JOAO MAURICIO DA ROSA

ÁLVARO KASSAB

A termeletricidade produzida a partir do gás natural pode não ser bem aceita no mundo ecologicamente correto, pois é considerada uma energia suja que emite poluentes nocivos à camada de ozônio e acelera a produção do chamado efeito estufa. Mas, na falta de outras matrizes energéticas, porque não utilizá-lo com as devidas precauções?
Denis Schiozer (foto ao lado), coordenador do Cepetro (Centro de Estudos do Petróleo) da Unicamp, afirma que o gás natural tem grande potencial de crescimento no Brasil e que pode fazer parte da estratégia governamental para combater a escassez de energia. “É preciso diversificar a matriz energética para reduzir a dependência do país às usinas hidroelétricas. Entre 10% e 12% da energia consumida em vários países é obtida do gás natural. No Brasil, este percentual ainda está entre 2% e 3%”, justifica Schiozer, da primeira turma de mestrado em Engenharia do Petróleo, curso inaugurado pela Unicamp em 1988 junto a Faculdade de Engenharia Mecânica.

Schiozer é especialista em exploração e produção de reservas de petróleo, área de pesquisa que busca encontrar o combustível nas bacias sedimentares brasileiras e produzir óleo e gás da melhor forma possível, integrando geociências, engenharia e economia.
Atualmente, segundo ele, a Petrobrás explora reservas de gás, principalmente no Rio de Janeiro, Bahia e Bolívia. No Brasil, como combustível, o gás já é utilizado em veículos como táxis e coletivos, mas no geral a utilização é pequena se comparada ao seu potencial. O professor também conhece as críticas ao combustível como fonte de eletricidade. “Não é limpo como as hidroelétricas, nem tão seguro, mas com o governo atuando rigidamente como regulador, pode ser a alternativa para a escassez de energia”, argumenta.

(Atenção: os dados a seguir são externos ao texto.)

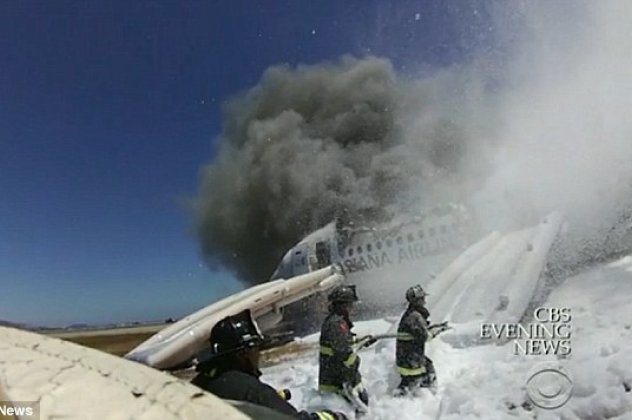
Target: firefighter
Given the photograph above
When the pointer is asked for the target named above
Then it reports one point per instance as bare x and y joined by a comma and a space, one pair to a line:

Este controle governamental deve ser o mais severo, segundo o professor, pois a exploração de energia, um setor estratégico para qualquer país, terá grande presença de companhias estrangeiras. “Isso pode ser bom para o governo, pois estas companhias estão investindo pesado em exploração e produção, coisa que a Petrobrás sozinha não tinha condições de fazer. O Brasil ganha impostos e royalties dos produtos, mas é preciso ter cuidado com o meio ambiente e com o planejamento a longo prazo”, diz.

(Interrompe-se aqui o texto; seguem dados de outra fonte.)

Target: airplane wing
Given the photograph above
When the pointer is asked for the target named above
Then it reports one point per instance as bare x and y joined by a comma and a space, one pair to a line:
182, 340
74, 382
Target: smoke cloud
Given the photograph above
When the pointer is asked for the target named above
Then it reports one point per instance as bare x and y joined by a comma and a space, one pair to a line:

Especialistas – A área de petróleo e energia é bem especializada e, com o novo papel regulador do Estado, o país precisa de profissionais capacitados para atuar na área e garantir o sucesso a longo prazo. Até muito recentemente, o Brasil tinha poucos especialistas fora da Petrobrás que pudessem dialogar de igual para igual com as grandes corporações multinacionais que estão entrando no mercado nacional de energia. A Unicamp foi uma das pioneiras na área com o curso de Engenharia do Petróleo.

Agora, o professor acha importante o governo brasileiro reforçar a idéia de aliança com universidade e centros de pesquisa para preservar o interesse do país em uma área estratégica como a do petróleo. “A empresa estrangeira vai fazer o que é melhor para ela e as atividades de exploração e produção de petróleo envolvem meio ambiente, segurança e saúde por ser uma área estratégica. Por isso, o país precisa contar com centros de pesquisas e agências fortes para traçar políticas de longo prazo. Na crise de energia, isso não foi feito e devemos aprender com mais esse problema”, avisa.